Low level of OSH compliance remains a concern
There are many industries that have maintained an impeccable record in terms of compliance with Occupational Health and Safety (OHS) legislation. The formal mining sector is a good example of an industry that continues to take a proactive approach to ensuring healthy and safe workplaces. These efforts are complemented by the remarkable work undertaken by major civil engineering and construction contractors to mitigate injuries and fatalities on their job sites and the world-class safety, health, environment and quality standards adopted by highly regulated industries.
However, at the same time, many sectors of the economy are still not compliant, exposing themselves to potential liabilities and risks to their workers. “This is despite the existence of more than 200 pieces of OSH legislation that are around 20 years old. Unfortunately, many employers misinterpret the legislation, leading to poor risk assessments and therefore inadequate controls,” says Louise Woodburn, managing director of risk solutions at KBC Health & Safety. The company has earned a solid reputation for the quality of its risk assessments and compliance training. This includes pioneering use of digital technologies, such as augmented reality, virtual sessions, WhatsApp and QR codes. In some cases, these methods have also proven to be a more cost-effective alternative to physical risk assessments and compliance training. The company deployed these technologies long before the lockdowns were put in place to contain the spread of the Covid-19 virus.
The company has also recently expanded its offering to include risk solutions for small businesses that cannot afford to employ permanent, seasoned health and safety officers to help inform their OHS protocol.

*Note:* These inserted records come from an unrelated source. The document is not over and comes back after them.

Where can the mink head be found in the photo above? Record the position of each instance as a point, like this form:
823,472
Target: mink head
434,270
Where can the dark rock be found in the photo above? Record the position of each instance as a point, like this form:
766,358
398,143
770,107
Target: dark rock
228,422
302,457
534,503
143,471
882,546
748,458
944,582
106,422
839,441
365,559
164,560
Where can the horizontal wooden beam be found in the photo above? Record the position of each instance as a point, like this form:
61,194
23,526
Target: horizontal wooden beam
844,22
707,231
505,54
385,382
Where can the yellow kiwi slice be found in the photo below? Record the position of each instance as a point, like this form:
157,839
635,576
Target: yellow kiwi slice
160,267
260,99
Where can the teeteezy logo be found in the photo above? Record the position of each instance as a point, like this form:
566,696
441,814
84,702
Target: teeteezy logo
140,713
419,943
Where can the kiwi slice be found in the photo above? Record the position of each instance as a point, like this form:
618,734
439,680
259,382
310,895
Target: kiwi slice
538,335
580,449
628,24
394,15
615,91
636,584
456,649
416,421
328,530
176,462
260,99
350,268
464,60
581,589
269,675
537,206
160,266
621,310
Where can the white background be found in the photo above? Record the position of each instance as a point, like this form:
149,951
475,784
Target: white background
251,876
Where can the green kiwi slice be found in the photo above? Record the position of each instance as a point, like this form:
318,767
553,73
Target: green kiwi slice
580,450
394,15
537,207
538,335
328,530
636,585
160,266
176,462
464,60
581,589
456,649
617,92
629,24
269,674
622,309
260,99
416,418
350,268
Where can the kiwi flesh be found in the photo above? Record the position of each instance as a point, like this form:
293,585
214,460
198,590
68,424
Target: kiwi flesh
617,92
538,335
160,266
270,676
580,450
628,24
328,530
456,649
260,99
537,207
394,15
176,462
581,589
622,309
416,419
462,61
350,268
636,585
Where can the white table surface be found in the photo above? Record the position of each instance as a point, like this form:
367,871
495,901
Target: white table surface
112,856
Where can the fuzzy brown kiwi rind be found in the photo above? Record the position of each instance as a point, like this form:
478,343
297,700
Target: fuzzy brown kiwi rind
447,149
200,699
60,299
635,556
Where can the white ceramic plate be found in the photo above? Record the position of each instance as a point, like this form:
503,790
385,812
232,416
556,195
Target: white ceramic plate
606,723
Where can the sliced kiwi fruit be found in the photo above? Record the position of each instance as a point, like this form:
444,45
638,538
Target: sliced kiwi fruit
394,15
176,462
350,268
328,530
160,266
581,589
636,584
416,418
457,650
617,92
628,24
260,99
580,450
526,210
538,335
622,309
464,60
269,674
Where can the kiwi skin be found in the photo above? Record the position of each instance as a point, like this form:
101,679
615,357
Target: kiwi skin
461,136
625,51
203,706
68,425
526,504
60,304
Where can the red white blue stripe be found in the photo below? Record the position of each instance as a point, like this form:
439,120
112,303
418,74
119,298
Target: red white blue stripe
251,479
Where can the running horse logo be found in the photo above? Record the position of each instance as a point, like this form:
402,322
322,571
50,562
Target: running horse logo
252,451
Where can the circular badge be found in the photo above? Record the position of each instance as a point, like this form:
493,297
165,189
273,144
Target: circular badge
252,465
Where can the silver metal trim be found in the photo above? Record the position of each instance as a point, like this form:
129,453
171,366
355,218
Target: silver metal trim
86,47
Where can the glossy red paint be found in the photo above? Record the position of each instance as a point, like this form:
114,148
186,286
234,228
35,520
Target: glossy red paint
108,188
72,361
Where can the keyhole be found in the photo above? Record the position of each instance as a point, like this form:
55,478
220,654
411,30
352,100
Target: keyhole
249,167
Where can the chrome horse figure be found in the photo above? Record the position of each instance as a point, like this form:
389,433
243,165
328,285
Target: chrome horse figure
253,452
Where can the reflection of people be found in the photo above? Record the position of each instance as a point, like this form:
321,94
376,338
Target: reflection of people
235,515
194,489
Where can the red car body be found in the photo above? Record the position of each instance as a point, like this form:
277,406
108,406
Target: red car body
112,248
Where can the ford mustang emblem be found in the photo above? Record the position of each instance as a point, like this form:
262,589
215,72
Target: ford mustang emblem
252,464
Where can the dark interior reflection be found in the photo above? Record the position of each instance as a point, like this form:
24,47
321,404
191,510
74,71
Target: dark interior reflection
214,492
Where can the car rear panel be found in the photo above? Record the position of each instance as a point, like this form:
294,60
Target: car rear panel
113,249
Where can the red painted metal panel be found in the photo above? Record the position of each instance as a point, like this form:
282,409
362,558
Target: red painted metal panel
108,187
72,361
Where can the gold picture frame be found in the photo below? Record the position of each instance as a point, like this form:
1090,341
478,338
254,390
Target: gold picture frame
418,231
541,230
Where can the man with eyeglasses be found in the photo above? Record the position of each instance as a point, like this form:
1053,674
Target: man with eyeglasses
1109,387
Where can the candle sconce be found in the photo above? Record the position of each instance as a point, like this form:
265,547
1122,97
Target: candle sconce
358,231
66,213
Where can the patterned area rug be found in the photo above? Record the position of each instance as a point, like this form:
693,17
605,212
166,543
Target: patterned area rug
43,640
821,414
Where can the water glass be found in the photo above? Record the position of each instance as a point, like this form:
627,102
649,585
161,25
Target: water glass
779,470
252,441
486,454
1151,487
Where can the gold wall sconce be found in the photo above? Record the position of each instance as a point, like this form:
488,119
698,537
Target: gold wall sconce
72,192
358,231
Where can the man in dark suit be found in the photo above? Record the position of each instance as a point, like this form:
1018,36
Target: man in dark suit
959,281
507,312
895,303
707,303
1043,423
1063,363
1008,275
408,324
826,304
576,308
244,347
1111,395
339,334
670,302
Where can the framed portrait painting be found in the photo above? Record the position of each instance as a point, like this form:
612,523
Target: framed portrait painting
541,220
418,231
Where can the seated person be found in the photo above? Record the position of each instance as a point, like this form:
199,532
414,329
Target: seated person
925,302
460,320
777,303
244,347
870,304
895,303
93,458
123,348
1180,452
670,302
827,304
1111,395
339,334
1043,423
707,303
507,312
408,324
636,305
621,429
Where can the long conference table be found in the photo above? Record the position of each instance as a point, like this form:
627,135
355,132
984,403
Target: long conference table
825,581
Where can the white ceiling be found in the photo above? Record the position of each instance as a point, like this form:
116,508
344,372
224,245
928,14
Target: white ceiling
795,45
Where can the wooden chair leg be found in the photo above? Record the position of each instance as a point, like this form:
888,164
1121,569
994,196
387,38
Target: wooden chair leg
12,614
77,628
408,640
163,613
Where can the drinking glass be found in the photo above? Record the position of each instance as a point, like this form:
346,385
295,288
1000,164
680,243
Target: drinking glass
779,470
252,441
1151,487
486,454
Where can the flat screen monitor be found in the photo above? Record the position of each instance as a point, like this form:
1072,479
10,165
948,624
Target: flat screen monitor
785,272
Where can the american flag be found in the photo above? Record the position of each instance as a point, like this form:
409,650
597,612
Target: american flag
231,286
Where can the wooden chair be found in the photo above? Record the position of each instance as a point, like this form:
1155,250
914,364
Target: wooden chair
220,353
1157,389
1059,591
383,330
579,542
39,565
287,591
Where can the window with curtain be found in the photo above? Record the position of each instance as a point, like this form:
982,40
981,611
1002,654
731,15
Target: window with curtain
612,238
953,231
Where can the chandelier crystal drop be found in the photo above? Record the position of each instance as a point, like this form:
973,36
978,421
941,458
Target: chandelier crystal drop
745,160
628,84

A good example is the many fast food franchises that need advice on how to reduce their liability exposure and protect their human resources. KBC Health & Safety provides these services to small, medium and micro-enterprises on an ad hoc basis. Their demand is undeniably strong, as evidenced by the steady growth of the Risk Solutions division since its launch two years ago. Another advantage of this service is that it provides access to OHS officers specialized in particular industries. They are therefore able to provide a wealth of industry-specific knowledge and expertise to help mitigate risk.
However, there are still many small businesses that are hesitant to invest in OSH compliance. They approach the Woodburn team to help them implement a strong OHS strategy after an incident because they have not been proactive in mitigating health and safety risks in their workplace. Without adequate controls in place, it is only a matter of time before an incident occurs in the workplace, she warns.
Woodburn refers to the recent increase in injuries and fatalities in the construction industry, which she attributes to the growing number of small contractors entering the industry. Among other incidents, workers fall from heights and inhale harmful chemicals on construction sites. This is because these construction companies have not put in place the proper controls to prevent injuries and fatalities. She is also concerned about the compliance status of many South African factories where risk mitigation is also mostly reactive instead of proactive. In many cases, these companies avoid incidents “by the skin of their teeth”, and it is only a matter of time before the lack of adequate controls catches up with them. At that point, it’s too late.
The situation is exacerbated by a lack of adequate enforcement by the authorities, due to limited resources which are mainly deployed on mining sites and large construction sites where the level of health and safety risk is perceived to be higher. . “The weakest link remains the implementation of the legislation. This undermines the country’s comprehensive set of OSH legislation, considered one of the best in the world. Many businesses are therefore able to get away with non-compliance for a period of time, before an incident occurs that could result in injury or even death, while exposing their business to serious liability.” , says Woodburn.
Worryingly, the health aspect of OSH is often neglected by many companies. This takes into account that the effects of unhealthy workplaces and practices, such as hearing loss, cancers, asthma and mental illnesses, are usually only identified over a longer period than injuries and deaths. . People may have changed jobs when they realize that their health has suffered because of their previous work experience. “It’s a big challenge. The mining industry has been trying for many years to establish an up-to-date database of health-related impacts. However, maintaining such a database requires deeper collaboration between different companies and across various industries,” she concludes.